The parsnips are a nice size and very tasty. I have noticed a problem with the loo roll method in that a good tap root does not form readily. I think what happens is that there is good lateral growth into the loo roll but the tap root does not seem to grow evenly as it gets to the bottom of the loo roll and hits garden soil which it struggles to penetrate. The result is forked tap roots and a constriction where the bottom of the loo roll is.

So this year I'm going to try direct sowing.

The leeks have been ravaged by leek moth which I haven't had a problem with until now. That's because it has normally been a problem in the south but it is obviously moving northwards. I will have to monitor the plants closely this year. The caterpillar migrates down from the green leaf into the white stem where the brown pupae overwinter. The picture below shows how the stems are shredded by the caterpillar eating its way down the stem and leaving tracks marked by brown edges. If the leaves are removed then the inner parts of the stem are OK and edible.

9th January, 2011

Well, I did manage to pick some Brussels for xmas although they were frozen! They were on the small size but tasted great. I think that will be about my yield though. I think this is due to them being sited near the shade of the apple tree. They obviously need more sun. I'm not convinced I will bother any more as they take up too much space for little return.

I also tried to dig up some parsnips to roast but the ground was solidly frozen.

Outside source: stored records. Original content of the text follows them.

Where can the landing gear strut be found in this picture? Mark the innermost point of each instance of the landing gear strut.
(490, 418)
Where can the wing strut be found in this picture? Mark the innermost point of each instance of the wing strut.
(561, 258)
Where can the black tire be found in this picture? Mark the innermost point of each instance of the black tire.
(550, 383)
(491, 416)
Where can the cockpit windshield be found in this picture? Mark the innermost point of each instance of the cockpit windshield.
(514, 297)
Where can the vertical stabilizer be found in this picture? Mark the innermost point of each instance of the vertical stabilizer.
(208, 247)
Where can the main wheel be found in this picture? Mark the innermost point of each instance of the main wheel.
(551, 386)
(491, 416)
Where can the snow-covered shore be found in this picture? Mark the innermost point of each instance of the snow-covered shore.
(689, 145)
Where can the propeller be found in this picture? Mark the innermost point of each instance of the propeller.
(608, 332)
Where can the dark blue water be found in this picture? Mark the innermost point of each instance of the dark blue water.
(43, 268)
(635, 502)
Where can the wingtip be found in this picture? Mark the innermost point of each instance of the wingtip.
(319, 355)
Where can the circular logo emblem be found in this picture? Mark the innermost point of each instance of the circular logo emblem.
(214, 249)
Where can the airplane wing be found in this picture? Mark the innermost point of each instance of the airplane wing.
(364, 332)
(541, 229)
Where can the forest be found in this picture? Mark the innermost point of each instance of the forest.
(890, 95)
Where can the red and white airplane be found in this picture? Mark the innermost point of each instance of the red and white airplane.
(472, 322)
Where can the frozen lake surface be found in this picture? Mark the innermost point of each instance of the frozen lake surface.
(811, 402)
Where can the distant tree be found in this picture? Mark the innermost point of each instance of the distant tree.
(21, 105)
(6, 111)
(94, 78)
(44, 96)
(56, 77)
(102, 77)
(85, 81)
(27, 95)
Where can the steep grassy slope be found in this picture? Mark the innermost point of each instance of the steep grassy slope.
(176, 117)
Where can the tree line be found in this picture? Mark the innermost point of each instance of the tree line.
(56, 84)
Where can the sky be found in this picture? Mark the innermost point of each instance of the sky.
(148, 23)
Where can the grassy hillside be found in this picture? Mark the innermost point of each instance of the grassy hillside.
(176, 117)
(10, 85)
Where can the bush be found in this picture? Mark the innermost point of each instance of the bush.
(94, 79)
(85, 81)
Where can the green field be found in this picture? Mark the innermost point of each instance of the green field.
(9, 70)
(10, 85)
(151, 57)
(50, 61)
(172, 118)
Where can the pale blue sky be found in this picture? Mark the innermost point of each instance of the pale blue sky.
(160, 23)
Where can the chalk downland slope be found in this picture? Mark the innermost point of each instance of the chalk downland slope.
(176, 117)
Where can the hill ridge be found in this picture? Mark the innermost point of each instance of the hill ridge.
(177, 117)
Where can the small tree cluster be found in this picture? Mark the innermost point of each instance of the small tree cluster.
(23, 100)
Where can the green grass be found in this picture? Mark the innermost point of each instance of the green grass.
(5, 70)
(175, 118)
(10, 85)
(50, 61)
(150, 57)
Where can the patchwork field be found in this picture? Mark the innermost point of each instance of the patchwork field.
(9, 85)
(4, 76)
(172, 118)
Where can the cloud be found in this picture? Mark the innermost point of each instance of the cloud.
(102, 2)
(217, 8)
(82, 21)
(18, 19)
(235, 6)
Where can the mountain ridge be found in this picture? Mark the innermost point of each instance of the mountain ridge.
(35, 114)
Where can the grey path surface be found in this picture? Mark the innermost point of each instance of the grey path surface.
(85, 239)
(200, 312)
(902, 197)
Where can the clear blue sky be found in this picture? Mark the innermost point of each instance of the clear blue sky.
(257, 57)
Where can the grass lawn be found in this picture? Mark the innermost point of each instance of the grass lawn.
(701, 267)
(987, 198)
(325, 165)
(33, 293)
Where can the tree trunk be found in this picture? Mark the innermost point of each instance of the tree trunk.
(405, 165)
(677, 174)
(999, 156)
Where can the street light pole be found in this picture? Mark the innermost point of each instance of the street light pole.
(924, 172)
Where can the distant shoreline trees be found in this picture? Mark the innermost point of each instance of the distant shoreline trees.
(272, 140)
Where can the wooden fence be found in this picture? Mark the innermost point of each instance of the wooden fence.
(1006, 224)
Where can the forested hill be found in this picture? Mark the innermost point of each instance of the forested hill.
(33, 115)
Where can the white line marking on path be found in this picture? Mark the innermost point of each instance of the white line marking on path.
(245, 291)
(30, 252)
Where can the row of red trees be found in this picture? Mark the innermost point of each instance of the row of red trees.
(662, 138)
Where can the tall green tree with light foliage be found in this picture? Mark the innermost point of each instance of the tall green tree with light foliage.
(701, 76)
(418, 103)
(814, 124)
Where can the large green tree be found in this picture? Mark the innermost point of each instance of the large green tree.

There is a benefit to freezing the soil which is that the ground expands and contracts as the water freezes and thaws. I noticed just how much the soil lifts up as the freeze sets in. This should encourage mixing of the soil and introduction of air leading to better soil condition. This picture shows how the soil surface gets broken up by the action of freezing and thawing.

The downside of course is that vulnerable plants don't survive. For example, my Cordylline is no more.

The Swiss chard looks ruined but I suspect it will pull through.

But the purple sprouting broccoli despite flopping over looks fine.

The broad beans in the greenhouse don't look good and have a lot of black stems ; I'm not very hopeful.

When it did finally warm up, I weeded and mulched the asparagus bed with the spent compost from last year's containers. I did want to do this earlier, but the compost was frozen. This is sounding familiar!

I raked up all the leaves (after the snow had thawed) and have a nice large pile for spring 2012.

One thing I could do regardless of frozen soil, was to make new compost bin out of the spare fence pailings I had. I ordered too many. The final bin is huge, but I soon filled it with the compost pile I have generated from the hedge shreddings and grass clippings. Not surprisingly, the compost was frozen!

The inside of the compost pile was amazingly dry and so not much rotting had taken place although clearly a lot of fungal growth had occurred (not clear in this picture of what was left of the compost pile after emptying it into the bin. I still have a fair amount waiting to go into bins).

And despite all this prolonged period of excess cold, I was amazed to find rhubarb leaves showing.